Beberapa hari lalu saya kedatangan seorang kawan, seorang guru. Entah bagaimana ceritanya, ia meminta saya sharing soal pendidikan karakter. Dia akan menyusun sebuah modul berisikan bagaimana pendidikan karakter dijalankan atau diimplementasikan. Agar mendapat masukan yang beragam, dia bermaksud menggali kepada sebanyak orang tentang persepsi orang mengenai pendidikan karakter ini. Sudah saya katakan kalau saya tak banyak tahu tentang tema itu apalagi saya bukan praktisi pendidikan. Tetapi dia tegaskan gak papa sepanjang yang mampu saya pahami saja. Baiklah.

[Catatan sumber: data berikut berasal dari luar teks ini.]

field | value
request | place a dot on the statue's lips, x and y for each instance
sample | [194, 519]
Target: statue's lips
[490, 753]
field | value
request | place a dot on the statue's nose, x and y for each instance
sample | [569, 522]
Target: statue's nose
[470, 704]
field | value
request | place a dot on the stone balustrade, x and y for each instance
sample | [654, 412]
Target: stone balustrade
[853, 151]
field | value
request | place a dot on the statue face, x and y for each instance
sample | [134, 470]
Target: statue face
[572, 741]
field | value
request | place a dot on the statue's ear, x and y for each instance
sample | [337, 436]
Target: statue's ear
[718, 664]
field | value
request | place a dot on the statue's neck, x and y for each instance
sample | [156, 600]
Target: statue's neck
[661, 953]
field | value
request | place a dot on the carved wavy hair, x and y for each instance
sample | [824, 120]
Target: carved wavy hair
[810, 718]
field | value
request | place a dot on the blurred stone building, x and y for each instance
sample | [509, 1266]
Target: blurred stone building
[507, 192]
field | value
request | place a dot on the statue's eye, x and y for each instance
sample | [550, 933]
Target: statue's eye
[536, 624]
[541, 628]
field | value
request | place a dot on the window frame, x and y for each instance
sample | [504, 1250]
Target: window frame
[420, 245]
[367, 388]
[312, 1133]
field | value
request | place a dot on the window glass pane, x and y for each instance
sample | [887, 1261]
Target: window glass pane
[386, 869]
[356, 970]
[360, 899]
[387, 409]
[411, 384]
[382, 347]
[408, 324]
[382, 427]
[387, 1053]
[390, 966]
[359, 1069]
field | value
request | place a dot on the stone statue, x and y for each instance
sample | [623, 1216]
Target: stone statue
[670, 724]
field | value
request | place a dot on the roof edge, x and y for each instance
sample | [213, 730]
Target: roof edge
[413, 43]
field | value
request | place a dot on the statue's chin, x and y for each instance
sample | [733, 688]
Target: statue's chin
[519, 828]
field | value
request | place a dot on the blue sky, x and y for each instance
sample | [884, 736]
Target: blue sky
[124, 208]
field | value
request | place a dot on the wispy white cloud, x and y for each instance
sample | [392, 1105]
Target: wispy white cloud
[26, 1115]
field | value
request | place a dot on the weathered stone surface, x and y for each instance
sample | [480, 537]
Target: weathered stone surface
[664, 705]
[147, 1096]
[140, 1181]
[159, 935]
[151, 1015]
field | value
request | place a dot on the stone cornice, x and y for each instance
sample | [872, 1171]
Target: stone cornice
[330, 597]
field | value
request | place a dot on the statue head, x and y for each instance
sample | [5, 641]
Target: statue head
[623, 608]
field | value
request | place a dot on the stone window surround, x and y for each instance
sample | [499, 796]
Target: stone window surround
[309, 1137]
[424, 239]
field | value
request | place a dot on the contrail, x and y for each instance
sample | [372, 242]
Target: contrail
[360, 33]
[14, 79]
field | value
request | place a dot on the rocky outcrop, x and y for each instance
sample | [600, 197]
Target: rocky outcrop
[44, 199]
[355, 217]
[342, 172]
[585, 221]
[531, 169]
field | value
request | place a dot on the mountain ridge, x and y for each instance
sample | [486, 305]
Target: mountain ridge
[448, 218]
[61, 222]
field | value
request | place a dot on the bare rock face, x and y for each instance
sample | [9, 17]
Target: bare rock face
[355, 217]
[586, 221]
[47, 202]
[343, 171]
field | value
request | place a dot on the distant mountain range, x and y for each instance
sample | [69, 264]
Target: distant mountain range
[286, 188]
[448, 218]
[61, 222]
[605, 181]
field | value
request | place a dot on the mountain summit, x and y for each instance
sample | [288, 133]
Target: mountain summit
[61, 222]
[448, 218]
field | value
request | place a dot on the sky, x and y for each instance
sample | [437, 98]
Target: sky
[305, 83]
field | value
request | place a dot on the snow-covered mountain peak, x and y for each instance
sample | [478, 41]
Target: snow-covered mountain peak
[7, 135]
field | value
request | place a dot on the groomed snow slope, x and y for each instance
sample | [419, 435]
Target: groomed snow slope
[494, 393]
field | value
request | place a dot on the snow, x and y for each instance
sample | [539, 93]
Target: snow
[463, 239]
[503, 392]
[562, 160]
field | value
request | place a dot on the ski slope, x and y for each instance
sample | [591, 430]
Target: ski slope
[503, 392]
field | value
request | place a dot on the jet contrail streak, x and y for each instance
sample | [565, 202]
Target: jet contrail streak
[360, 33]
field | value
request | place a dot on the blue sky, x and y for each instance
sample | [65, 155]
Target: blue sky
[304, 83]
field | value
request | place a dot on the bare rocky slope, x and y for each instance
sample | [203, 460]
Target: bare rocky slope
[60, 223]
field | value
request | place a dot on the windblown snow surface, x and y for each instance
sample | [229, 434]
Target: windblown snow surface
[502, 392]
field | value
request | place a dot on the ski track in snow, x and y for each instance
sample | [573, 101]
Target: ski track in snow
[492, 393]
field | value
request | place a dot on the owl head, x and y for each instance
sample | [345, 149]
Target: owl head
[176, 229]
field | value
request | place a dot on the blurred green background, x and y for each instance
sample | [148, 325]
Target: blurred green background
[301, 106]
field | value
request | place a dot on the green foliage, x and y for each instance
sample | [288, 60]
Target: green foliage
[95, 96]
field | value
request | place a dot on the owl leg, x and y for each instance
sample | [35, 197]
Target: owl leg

Saya pun merespons sesuai kemampuan awam saya. Sejumlah poin telah saya utarakan. Tetapi masih ada hal yang belum saya ceritakan padanya. Yaitu: ketika dia bilang pendidikan karakter, pikiran saya langsung tertuju kepada sosok Pak Husain. Pak Husain mungkin tak pernah berbicara tentang pendidikan karakter, mungkin tidak pernah mendapatkan modul tentang itu, mungkin juga tidak pernah mengikuti pelatihan berbagai macam jenis kecerdasan, tetapi beliau mampu memperlihatkan karakter-karakter yang kuat di hadapan murid-muridnya melalui penguasaan ilmunya, sisipan pesan-pesan beliau saat mengajar, melalui tulisan-tulisannya di papan tulis, lewat sorot matanya, dan melalui apa saja yg melekat pada dirinya.

Pak Husain menjalankan apa yg sekarang kalangan pendidikan sebut sebagai hidden curriculum. Ketika kini pendidikan nasional tengah ramai mewacanakan pendidikan karakter, terbetik oleh saya seyogyanya memang “harus diperbanyak” lahirnya figur-figur seperti Pak Husain. Dengan kata lain, perbanyaklah guru-guru favorit. (Lebih tegas lagi: jadilah guru favorit). Janganlah sampai terjadi defisit guru favorit. Masalahnya sekarang, dengan meningkat dan bersaingnya kualifikasi untuk menjadi guru pada masa sekarang (ditambah ada sertifikasi juga), apakah itu berbanding lurus dengan lahirnya Pak Husain-Pak Husain baru di era sekarang? Terlepas seperti apa jawabnya, sampai saat ini saya sendiri selalu bersyukur pernah bertemu dan mendapatkan pendidikan dari Pak Husain salah satu guru favorit saya itu dengan luruhan kapurnya yang senantiasa membekas di hati saya. [Yk, 26-5-11]

Alumni MTs Salafiyah Lulusan 1993, bisa disapa di fb. Helmi Jogja

helmi jogja

Leave a comment

Your email address will not be published. Required fields are marked *

3 thoughts on “PAK HUSAIN DAN DEFISIT GURU FAVORIT”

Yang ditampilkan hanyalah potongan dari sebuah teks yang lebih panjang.